Tracking the sun with automation for efficiency in solar power production

Smart sensors, automated weather stations, machine learning algorithms comprise a market worth $10 bn

Renewable energy may be available in abundance, but capturing and harnessing gigawatts of power is no easy task. Increasingly, sophisticated technologies are being deployed to maximise the absorption and management of solar energy.

For solar energy plants, the key to success are trackers that ensure maximum capture of sunlight. Trackers have become a multi-billion dollar industry as the number of solar farms increase across the world. The use of smart sensors, automated weather stations, and machine learning algorithms promises to increase the efficiency and supply of solar energy.

Various estimates place this market to be worth $10 billion and growing steadily. Solar trackers enable panels to follow the movement of the sun and enhance energy output by 20 per cent to 40 per cent compared to fixed systems. NASDAQ-listed solar tech firm Nextracker is deploying smart trackers for solar projects by Indian companies.

NTPC is using smart solar trackers in its Nokh Solar Project. It will be one of India’s largest solar parks. Amara Raja is executing this 306-megawatt peak (MWp) project in Rajasthan. NTPC is also using smart trackers with Sterling and Wilson for its 1.25 GW Solar PV Project in Khavda RE Park, Gujarat.

Nextracker says that it has created machine-learning-based software that combines advanced sensors, weather forecasting, and machine-learning technologies to maximise energy generation for new and existing solar ----- plants.
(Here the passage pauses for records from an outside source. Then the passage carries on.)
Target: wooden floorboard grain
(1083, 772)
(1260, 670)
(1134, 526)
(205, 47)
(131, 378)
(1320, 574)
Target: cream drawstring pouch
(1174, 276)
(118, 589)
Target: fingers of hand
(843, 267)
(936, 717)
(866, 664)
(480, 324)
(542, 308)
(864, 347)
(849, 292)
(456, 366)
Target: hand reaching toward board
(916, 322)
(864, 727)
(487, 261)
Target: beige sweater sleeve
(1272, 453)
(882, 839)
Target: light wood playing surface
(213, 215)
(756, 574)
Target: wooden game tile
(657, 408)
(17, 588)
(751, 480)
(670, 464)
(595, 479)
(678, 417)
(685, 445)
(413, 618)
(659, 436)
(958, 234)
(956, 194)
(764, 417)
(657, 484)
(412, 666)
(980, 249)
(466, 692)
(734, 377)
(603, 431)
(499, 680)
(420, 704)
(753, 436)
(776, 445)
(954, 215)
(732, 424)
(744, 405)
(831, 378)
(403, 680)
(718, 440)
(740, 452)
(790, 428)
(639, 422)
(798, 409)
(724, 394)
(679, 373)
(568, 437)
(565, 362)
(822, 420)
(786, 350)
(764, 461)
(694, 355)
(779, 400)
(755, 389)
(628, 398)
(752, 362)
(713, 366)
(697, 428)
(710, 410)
The software has an intelligent, self-adjusting tracker control and yield optimisation system that continuously optimises the tracking algorithm of each individual row, boosting solar energy production.

The trackers work on sensors that monitor the movement of the sun. As the sunlight changes through the day, the trackers slowly shift the angle of the panels to synchronise with the sun.
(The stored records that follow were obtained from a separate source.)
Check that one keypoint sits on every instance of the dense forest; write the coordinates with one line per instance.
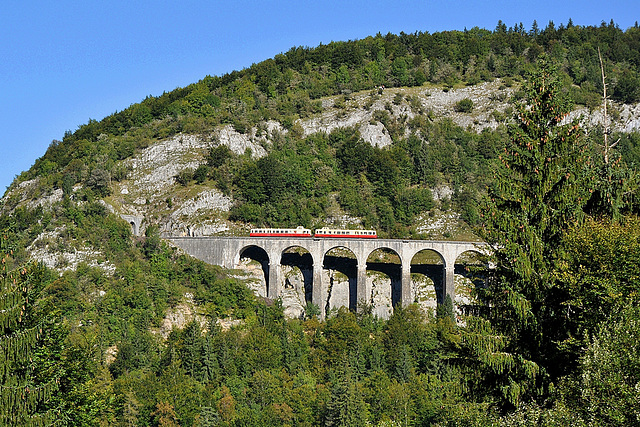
(552, 340)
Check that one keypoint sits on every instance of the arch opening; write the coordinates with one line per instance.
(297, 280)
(470, 276)
(384, 281)
(427, 279)
(254, 261)
(340, 270)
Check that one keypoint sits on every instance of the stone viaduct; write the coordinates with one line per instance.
(227, 251)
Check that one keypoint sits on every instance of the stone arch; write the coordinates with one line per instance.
(296, 289)
(340, 275)
(470, 269)
(384, 280)
(427, 278)
(254, 260)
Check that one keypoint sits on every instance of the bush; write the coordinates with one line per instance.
(464, 106)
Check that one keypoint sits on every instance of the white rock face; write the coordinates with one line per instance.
(156, 167)
(50, 249)
(239, 143)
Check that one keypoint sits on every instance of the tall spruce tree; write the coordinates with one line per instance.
(538, 192)
(25, 388)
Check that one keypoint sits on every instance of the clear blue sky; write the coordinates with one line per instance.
(64, 62)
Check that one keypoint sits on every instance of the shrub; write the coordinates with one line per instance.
(464, 106)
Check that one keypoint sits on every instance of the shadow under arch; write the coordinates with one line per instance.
(249, 255)
(386, 265)
(299, 277)
(341, 267)
(427, 278)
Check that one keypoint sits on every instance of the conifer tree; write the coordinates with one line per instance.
(539, 191)
(24, 390)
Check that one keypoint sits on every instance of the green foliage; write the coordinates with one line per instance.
(599, 275)
(28, 378)
(464, 106)
(611, 372)
(538, 193)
The most important aspect is the creation of bifacial panels. These panels can absorb sunlight on both sides based on the direction of the sun. The software of the tracker system incorporates site topography, as-built conditions, site-specific weather data, and real-time feedback from its smart controller to make informed decisions and MINIMISE shading between panels.

Solar tracking begins at the stage of designing the solar farm. While the angle of the sun and its movement is predictable to an extent, the actual sunlight on a spot is influenced by micro-weather conditions and the land topography. The key objective is to enhance energy capture.

“We create digital twins and digital topography so that we've can count for every day of the year,” says Alex Au, global chief technology officer of Nextracker. “We spend a tremendous amount of time doing wind tunnel studies.” Planning for each location and topography is done with a digital-twin process much before a solar plant is commissioned. The process has allowed Nextracker to plan for 90-mile-an-hour wind events and undulating land. Solar power plants are often situated in remote locations, posing challenges for maintenance.

The digital twin software provides a convenient solution for solar plant operators. They can install or upgrade controller software without physically visiting the site. The digital twin establishes a two-way communication channel between tracker devices and a remote operations center.

In the past, most solar farms were built on flat land because of predictable and consistent sunlight. But the use of smart trackers has allowed companies to establish panels on sloping or undulating land. Undulating land receives sunlight from different directions during the day. With the use of smart trackers, the panels can move according to the specific patch to maximise energy capture. Now land gradient is no longer an obstacle for solar farms.